When your boss just scheduled a meeting in the big conference room, you know you’re about to meet some new people. And they are likely people who you want to make a good impression upon. So it’s time to flex your professional introduction skills.
So how do you introduce yourself to fellow coworkers, executives, partners, and higher-ups in the company?
Here are some tips to get you started:
1. Explain more than your title.
Don’t just introduce yourself as Mark the Program Specialist. Talk about how you contribute to the team and how you can bring your skills to the table to help the business out with its projects.
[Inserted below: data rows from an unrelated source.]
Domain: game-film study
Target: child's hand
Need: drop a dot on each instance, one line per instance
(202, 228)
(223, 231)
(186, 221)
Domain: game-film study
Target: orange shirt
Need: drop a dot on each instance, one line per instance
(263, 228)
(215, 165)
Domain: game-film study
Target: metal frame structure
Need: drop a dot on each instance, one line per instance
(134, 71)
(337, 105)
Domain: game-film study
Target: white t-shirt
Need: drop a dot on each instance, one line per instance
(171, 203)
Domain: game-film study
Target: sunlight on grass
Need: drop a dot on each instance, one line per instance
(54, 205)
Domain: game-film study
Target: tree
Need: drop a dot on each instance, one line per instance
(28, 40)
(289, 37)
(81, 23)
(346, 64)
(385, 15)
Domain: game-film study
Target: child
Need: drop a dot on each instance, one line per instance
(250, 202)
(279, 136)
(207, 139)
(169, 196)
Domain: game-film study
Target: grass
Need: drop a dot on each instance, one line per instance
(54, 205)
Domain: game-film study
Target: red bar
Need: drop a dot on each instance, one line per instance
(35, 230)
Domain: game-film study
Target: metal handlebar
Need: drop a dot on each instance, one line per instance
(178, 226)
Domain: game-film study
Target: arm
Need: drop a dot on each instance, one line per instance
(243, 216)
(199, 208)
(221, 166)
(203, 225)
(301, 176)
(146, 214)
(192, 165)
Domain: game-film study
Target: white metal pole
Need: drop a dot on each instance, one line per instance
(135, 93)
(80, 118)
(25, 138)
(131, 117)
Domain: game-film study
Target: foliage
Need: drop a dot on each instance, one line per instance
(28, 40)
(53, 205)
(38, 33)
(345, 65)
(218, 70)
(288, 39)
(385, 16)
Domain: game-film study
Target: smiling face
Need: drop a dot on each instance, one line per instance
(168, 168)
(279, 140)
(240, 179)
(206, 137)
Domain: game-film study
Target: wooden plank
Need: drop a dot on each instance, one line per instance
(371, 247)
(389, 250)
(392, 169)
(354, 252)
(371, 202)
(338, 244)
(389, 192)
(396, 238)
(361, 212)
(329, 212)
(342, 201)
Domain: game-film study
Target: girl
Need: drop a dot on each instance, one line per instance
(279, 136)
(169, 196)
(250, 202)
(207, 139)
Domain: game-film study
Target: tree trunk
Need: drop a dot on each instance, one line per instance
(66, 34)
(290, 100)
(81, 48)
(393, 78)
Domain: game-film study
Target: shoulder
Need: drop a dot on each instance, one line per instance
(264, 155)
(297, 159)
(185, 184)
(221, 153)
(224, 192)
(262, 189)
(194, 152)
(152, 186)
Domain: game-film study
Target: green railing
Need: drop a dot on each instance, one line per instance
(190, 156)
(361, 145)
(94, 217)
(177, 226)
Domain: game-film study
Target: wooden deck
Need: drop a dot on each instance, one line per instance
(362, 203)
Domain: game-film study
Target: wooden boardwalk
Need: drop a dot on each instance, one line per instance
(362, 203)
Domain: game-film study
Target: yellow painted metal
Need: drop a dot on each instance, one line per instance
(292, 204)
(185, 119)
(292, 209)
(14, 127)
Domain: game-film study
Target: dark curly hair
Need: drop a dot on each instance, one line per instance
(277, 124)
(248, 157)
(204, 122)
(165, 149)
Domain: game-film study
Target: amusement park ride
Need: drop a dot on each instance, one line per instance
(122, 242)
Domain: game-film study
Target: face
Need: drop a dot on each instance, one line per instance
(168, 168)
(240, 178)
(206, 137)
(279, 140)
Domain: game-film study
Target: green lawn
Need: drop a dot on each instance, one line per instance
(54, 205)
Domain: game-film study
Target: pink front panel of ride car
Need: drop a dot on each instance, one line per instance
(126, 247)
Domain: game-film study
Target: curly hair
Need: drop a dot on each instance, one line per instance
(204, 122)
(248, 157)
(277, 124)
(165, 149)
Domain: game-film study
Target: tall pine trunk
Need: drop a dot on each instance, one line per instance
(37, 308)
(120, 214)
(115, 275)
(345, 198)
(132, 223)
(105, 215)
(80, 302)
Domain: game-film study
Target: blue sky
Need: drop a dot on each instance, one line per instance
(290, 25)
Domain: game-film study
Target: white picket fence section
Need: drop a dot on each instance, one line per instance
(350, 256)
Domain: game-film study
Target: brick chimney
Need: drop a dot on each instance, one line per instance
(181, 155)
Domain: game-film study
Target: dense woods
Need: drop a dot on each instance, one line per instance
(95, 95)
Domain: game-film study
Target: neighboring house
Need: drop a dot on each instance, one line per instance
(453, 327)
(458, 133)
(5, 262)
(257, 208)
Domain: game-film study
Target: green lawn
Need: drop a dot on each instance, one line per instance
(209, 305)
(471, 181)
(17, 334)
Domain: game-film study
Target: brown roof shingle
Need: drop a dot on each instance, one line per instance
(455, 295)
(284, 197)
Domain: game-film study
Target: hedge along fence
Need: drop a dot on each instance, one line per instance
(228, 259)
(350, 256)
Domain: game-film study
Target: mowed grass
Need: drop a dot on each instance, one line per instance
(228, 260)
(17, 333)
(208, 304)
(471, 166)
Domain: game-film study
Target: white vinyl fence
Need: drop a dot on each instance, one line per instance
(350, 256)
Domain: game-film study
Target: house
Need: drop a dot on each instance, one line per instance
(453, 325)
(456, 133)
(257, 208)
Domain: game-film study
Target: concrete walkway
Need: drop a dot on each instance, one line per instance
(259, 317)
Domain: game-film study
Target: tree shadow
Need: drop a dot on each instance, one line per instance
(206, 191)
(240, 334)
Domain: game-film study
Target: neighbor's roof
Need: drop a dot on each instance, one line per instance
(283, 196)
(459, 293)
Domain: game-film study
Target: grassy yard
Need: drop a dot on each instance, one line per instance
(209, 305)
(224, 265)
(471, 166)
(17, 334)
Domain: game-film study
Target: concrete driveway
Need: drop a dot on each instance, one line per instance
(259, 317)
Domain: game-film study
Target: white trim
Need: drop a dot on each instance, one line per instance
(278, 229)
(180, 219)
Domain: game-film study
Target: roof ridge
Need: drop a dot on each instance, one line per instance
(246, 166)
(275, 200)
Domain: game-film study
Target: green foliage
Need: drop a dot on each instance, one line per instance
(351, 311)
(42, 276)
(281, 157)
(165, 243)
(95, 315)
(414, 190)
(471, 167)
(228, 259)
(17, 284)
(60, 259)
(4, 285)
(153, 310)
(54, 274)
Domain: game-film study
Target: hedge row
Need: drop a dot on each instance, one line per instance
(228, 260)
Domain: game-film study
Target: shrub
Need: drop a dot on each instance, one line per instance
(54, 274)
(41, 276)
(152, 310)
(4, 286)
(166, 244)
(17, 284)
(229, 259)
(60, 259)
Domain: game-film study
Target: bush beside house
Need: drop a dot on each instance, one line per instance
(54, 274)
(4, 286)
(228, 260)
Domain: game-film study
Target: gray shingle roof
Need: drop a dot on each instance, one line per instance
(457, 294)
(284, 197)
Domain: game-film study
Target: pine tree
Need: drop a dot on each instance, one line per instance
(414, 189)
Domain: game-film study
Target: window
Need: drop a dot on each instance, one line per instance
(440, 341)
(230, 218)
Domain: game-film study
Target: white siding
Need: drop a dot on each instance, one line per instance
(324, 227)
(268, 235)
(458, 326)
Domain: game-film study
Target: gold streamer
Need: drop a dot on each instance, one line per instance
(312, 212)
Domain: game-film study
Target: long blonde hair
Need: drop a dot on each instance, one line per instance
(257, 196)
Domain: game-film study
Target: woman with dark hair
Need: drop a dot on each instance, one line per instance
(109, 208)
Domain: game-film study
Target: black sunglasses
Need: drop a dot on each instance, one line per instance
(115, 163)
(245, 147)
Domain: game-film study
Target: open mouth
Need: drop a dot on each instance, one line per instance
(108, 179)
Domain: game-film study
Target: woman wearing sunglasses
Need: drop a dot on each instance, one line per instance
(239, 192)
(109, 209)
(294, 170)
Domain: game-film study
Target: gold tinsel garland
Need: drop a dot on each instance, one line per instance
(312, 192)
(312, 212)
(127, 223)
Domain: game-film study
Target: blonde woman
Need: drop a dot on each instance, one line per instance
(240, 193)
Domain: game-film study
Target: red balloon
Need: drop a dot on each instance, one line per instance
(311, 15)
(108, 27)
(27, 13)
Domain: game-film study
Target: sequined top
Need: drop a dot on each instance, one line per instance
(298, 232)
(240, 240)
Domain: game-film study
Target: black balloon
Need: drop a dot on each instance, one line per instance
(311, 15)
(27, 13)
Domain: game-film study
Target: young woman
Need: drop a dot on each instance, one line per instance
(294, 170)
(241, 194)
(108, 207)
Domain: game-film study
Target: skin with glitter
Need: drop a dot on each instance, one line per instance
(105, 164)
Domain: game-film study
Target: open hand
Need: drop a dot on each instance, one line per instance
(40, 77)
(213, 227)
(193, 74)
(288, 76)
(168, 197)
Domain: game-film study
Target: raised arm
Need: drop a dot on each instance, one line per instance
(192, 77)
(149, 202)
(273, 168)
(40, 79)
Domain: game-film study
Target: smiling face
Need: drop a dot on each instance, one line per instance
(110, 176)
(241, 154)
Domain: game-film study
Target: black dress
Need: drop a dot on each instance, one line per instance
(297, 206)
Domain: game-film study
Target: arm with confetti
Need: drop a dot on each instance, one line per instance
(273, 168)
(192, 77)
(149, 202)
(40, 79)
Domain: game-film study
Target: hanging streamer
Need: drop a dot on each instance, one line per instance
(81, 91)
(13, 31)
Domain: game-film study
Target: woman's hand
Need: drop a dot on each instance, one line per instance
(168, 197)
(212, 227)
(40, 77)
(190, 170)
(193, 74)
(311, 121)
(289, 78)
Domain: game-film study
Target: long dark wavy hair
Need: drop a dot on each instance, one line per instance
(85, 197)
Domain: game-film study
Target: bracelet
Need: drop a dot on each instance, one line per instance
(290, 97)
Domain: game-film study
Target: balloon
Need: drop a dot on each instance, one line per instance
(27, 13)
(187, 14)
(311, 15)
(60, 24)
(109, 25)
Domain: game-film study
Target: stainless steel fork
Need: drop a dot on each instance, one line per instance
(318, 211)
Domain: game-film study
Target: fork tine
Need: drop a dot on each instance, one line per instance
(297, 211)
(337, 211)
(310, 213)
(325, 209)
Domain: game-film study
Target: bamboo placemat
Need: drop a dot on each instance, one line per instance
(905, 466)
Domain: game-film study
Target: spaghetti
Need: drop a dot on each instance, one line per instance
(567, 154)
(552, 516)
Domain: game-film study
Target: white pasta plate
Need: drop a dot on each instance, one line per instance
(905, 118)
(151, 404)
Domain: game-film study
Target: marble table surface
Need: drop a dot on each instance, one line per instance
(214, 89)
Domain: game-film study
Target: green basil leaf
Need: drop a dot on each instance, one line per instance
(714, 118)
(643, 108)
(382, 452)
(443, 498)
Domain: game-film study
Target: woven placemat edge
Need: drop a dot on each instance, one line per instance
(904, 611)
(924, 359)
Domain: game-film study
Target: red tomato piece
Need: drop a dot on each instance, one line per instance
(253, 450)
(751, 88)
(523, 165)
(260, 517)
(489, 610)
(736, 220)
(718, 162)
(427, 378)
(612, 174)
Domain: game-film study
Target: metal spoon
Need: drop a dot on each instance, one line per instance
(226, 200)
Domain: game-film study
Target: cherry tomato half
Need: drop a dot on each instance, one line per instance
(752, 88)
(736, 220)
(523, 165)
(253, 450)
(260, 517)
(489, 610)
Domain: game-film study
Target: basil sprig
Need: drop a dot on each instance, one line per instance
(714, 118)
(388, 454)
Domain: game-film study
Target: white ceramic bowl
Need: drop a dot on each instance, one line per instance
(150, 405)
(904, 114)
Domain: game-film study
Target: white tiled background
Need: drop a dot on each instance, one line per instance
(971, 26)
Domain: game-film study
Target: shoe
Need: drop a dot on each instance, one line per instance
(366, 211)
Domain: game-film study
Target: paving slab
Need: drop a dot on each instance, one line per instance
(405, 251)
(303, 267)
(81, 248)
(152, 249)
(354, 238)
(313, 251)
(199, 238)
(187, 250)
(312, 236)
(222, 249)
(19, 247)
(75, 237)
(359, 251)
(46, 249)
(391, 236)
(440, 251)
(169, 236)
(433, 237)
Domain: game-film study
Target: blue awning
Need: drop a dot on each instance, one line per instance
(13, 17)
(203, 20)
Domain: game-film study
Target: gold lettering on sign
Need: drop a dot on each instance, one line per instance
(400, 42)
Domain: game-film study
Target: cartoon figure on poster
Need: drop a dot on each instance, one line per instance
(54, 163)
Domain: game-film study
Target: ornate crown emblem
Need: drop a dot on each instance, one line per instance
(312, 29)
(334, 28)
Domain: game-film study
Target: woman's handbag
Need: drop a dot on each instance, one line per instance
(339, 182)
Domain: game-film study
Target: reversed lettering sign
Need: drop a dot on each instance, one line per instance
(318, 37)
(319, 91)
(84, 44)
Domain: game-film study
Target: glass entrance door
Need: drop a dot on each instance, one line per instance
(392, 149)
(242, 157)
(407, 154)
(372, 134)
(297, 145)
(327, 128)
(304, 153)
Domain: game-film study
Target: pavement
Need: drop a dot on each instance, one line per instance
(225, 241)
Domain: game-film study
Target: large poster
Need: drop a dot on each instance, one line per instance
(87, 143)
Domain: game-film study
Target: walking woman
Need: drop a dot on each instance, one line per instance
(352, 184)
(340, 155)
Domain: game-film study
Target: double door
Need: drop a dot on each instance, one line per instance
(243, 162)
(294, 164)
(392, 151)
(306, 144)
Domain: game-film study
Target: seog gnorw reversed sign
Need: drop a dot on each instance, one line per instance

2. A smile and a nod go a long way.
Always smile when speaking. It gives off a good impression and lets recruiters know that you are engaged and enthusiastic.
Job Interview Introductions
Job interviews are also a part of a professional environment, but since you don’t know any of the people yet, and you don’t even know if you will be working there yet, it is best to be as polite as possible. There are certain ways you can introduce yourself that will make a lasting impression and boost your chances of getting hired.
1. Maintain good body language.
Always look people in the eye when they are speaking to you, and when you are speaking to them. This can help you stay alert and professional, and it silently lets the recruiters know that you are very interested in the conversation.
2. Greet everybody.
Greet everyone you meet, from the receptionist to the hiring manager. Not only will these people possible be your coworkers, but it’s also good to show that you can be polite and cordial. People want you to get involved with the company, so approach people with a smile to let them know that you are happy to be there.
3. Call the interviewer by name.
Your recruiter will introduce themselves to you, and it’s important that you remember their name. Bringing it up later in conversation can show that you have been paying attention. Forming a personal connection with the interviewer is always a good idea so you can make a good impression.
4. Work on your handshake!
Make sure your handshake isn’t too weak. A firm grip shows steadiness and confidence. You don’t want to overdo it by crushing them, but don’t be afraid to go in for a nice hearty handshake. This is a common-place form of greeting in the professional world, and it’s good to practice these little mannerisms beforehand. They can really add up to make a big difference on your first impression!